平安時代のファッショントレンドから見えるもの

松野 彩(まつの あや)准教授(専門分野:日本古典文学)

 私は日本古典文学、特に平安時代の物語(うつほ物語、源氏物語、篁物語)に貴族の生活・文化がどのように描かれているかを研究しています。そのなかでも、最新の論文を含めて、衣装についての論文が何本かあります。 今から約1000年も前には、衣装に流行などなかったと思われるかもしれませんが、実は平安時代のような昔にも衣装には流行がありました。『うつほ物語』と『源氏物語』は成立時期に3~40年程度の差しかありませんが、好ましいものとして描かれる衣装の素材などに違いがあります。そして、それらの何気なく描かれている衣装の描写を、同時代の資料を用いて読み解くと、思いがけない意味や、登場人物の複雑な心情が読みとれることをこれまでの研究で明らかにしてきました。 この研究成果を生かして授業をしていますので、授業では貴族の生活・文化を学びながら古典文学を身近に感じてもらえると嬉しいと思っています。

  • 松野彩先生写真1
  • 松野彩先生写真2

<2022年9月6日(火)掲載>

太宰治とマスメディアの研究

平 浩一(ひら こういち)教授(専門分野:日本近代文学)

 私は現在、主に2種類のテーマを研究しています。今回はそれを紹介してみたいと思います。
 1種類目は、長く続けてきた太宰治の研究。太宰治の作品は「前期/中期/後期」に分けられます。その3つの時期を横断して引き継がれてきた特色を考察しています。言い換えると、太宰治が現代でも強い人気を博しているのはなぜか、小説の機制などに注目しながら、その魅力の源泉を探っているということになります。
 2種類目は、マスメディアと文学とのかかわりの解明を狙いとした、1920~40年代の新聞小説の研究です。科研費研究課題の研究代表者として、全国の様々な研究者とタッグを組み、多彩な角度から分析を行っています。「新聞」というマスメディアと「文学」との交点は、現代のメディアミックスやエンターテインメントの起点になっています。その探求は、今日の大衆文化や大衆社会の形態、芸術とイデオロギーとのかかわりの解明にもつながっていくでしょう。
 私は、以上2種類のテーマを中心としながら、学術論文、研究会、講演などを通じて、広く研究を展開しています。

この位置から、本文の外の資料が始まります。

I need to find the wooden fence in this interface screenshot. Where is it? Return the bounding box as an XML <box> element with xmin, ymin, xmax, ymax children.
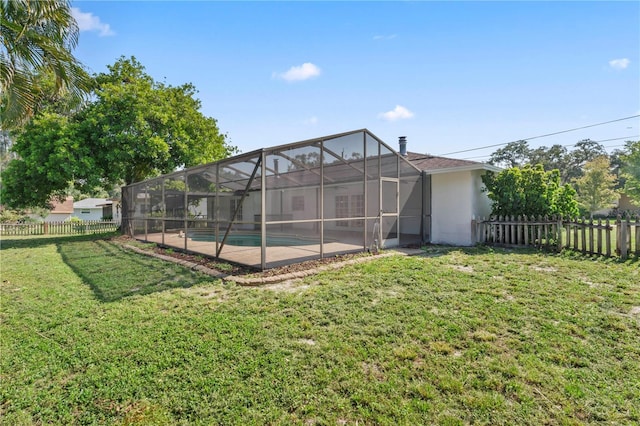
<box><xmin>0</xmin><ymin>220</ymin><xmax>120</xmax><ymax>236</ymax></box>
<box><xmin>472</xmin><ymin>216</ymin><xmax>640</xmax><ymax>259</ymax></box>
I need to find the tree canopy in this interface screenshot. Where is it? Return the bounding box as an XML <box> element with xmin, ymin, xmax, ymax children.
<box><xmin>0</xmin><ymin>0</ymin><xmax>93</xmax><ymax>130</ymax></box>
<box><xmin>2</xmin><ymin>58</ymin><xmax>236</xmax><ymax>207</ymax></box>
<box><xmin>489</xmin><ymin>139</ymin><xmax>607</xmax><ymax>184</ymax></box>
<box><xmin>621</xmin><ymin>141</ymin><xmax>640</xmax><ymax>204</ymax></box>
<box><xmin>482</xmin><ymin>164</ymin><xmax>578</xmax><ymax>217</ymax></box>
<box><xmin>574</xmin><ymin>155</ymin><xmax>618</xmax><ymax>217</ymax></box>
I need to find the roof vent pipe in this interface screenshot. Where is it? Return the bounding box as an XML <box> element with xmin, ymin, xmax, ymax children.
<box><xmin>398</xmin><ymin>136</ymin><xmax>407</xmax><ymax>157</ymax></box>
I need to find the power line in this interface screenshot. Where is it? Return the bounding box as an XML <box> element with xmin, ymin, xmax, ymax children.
<box><xmin>460</xmin><ymin>135</ymin><xmax>640</xmax><ymax>160</ymax></box>
<box><xmin>439</xmin><ymin>114</ymin><xmax>640</xmax><ymax>156</ymax></box>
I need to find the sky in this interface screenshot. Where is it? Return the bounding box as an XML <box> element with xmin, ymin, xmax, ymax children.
<box><xmin>71</xmin><ymin>0</ymin><xmax>640</xmax><ymax>161</ymax></box>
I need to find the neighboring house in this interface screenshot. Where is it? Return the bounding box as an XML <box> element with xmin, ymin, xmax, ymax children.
<box><xmin>593</xmin><ymin>192</ymin><xmax>640</xmax><ymax>217</ymax></box>
<box><xmin>400</xmin><ymin>146</ymin><xmax>501</xmax><ymax>246</ymax></box>
<box><xmin>73</xmin><ymin>198</ymin><xmax>118</xmax><ymax>220</ymax></box>
<box><xmin>44</xmin><ymin>197</ymin><xmax>73</xmax><ymax>222</ymax></box>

  • 平浩一先生写真1単著『「文芸復興」の系譜学』(書影)
  • 平浩一先生写真2共編著『太宰治と戦争』(書影)
  • 平浩一先生写真2共著『新聞小説を考える』(書影)

<2022年8月23日(火)掲載>

教育者に役立つ文法指導の発展を目指して

松崎 史周(まつざき ふみちか)准教授(専門分野:教科教育学、初等中等教育学、日本語学)

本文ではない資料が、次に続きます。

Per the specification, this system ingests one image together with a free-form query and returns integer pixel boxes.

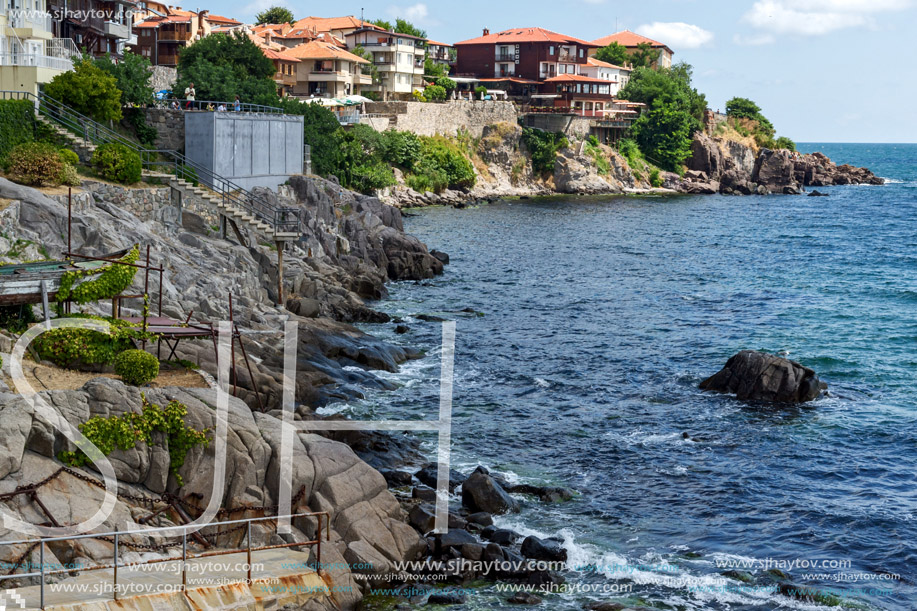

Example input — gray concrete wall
[184,111,304,189]
[522,113,595,140]
[361,100,516,138]
[143,110,185,153]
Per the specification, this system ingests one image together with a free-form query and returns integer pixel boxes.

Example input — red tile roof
[293,15,382,32]
[261,47,300,62]
[287,40,369,64]
[592,30,672,53]
[587,57,630,71]
[455,28,596,47]
[544,74,611,85]
[204,14,242,25]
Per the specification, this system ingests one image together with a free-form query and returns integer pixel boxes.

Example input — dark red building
[455,28,595,96]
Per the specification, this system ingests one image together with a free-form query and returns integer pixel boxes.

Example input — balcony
[159,30,191,42]
[9,9,52,36]
[102,21,131,38]
[0,53,73,72]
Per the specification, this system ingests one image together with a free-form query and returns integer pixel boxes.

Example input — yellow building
[0,0,79,93]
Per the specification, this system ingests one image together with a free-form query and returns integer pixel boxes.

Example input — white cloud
[742,0,913,36]
[635,21,713,49]
[732,34,777,47]
[388,2,438,26]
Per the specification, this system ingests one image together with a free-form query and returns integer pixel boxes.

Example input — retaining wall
[361,100,516,138]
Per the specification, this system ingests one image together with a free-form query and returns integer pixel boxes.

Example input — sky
[224,0,917,142]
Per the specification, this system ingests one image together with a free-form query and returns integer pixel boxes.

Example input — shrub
[774,136,796,151]
[0,100,35,160]
[0,305,38,335]
[58,163,80,187]
[7,142,64,186]
[436,76,456,92]
[57,396,210,486]
[522,127,570,176]
[114,350,159,386]
[57,148,80,165]
[618,138,640,167]
[45,56,121,122]
[92,142,141,184]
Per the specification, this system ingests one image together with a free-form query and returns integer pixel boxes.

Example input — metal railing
[0,511,331,609]
[0,53,73,72]
[154,98,285,115]
[0,91,302,239]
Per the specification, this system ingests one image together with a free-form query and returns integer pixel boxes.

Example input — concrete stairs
[36,115,96,162]
[169,176,290,242]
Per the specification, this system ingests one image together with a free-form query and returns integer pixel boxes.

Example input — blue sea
[346,143,917,610]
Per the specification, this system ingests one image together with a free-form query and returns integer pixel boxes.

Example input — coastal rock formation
[677,132,885,195]
[0,178,443,407]
[700,350,827,403]
[0,378,425,609]
[462,467,519,514]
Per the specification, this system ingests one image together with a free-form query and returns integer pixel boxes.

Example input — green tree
[92,51,153,106]
[255,6,296,25]
[370,17,427,38]
[280,98,346,178]
[45,58,121,121]
[619,63,707,170]
[632,42,662,68]
[175,32,277,105]
[423,57,449,79]
[423,85,446,102]
[774,136,796,151]
[595,42,631,66]
[726,98,761,120]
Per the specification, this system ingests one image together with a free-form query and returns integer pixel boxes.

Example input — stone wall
[143,108,185,152]
[150,66,178,91]
[366,100,516,138]
[79,180,172,221]
[523,113,595,140]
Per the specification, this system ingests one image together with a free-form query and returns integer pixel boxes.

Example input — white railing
[10,9,51,32]
[0,53,73,72]
[45,38,80,60]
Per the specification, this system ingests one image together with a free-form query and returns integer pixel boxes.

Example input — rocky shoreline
[379,124,885,208]
[0,172,588,609]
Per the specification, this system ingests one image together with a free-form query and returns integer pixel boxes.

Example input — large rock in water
[700,350,827,403]
[462,467,519,514]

 私の専門は国語科教育、特に小・中学校における文法指導について研究を行っています。ここ最近は、小・中学生の作文を対象として、そこに見られる文法的な不具合や文法形式の調査・分析を行っています。児童・生徒はどのように文法形式を用いて文章を書き、書いた文章にはどのような文法的不具合があるのか、調査・分析を進めるにつれて徐々に明らかになってきました。その知見を踏まえて、作文につながる文法指導の提案も進めています。
 また、これまで中学校の文法指導について、国語教科書の分析をとおして指導内容の検討を行ったり、戦前・戦後の文法指導の問題点を踏まえて指導方法の提起を行ったりしてきました(画像は戦前の文法教科書と戦後の作文テキストです)。これらの成果に作文分析の成果も加えて、ここまでの研究をまとめる作業も進めています。中学校の国語の先生が文法指導を行う際に参考となるような書籍がまとめられたらと思っています。

ドキュメント国士舘:文学部の実直

  • 松崎史周先生写真1

<2022年9月6日(火)掲載>

「日本の倫理思想」を究めて自分らしい生き方を発見

吉原 裕一(よしはら ゆういち)准教授(専門分野:日本思想史、倫理学)

 最近の研究テーマは、正確に言うと「日本の倫理思想における美と道徳をめぐる諸問題」ですが、すごく簡単に言うと「『自分らしさ』って何?」ということです。
 日本の先人たちは、幸せな人生を送るためにはまず「この自分は何を幸せだと思うのか」という考察、すなわち「自己」の探究が不可欠だと考えました。他人にとっては幸せなことでも、それを自分が幸せだと思えなければ意味がありません。他人とは違う「この自分」っていったい何だろう…? その問いから出発して、自己と世界とのつながりや、自己と他者とのつながりのメカニズムを発見し、「そうか、自分って実はこういう存在なんだ!」と気づくことができれば、自分にとっての本当の幸せが見えてきます。その理想を追求してゆくのが、まさしく自分らしく生きるということなんだと私は理解しています。そういう素敵な人生を歩んだ先人たちに憧れつつ、私もまた彼らの後を追っかけてゆきたいと願っています。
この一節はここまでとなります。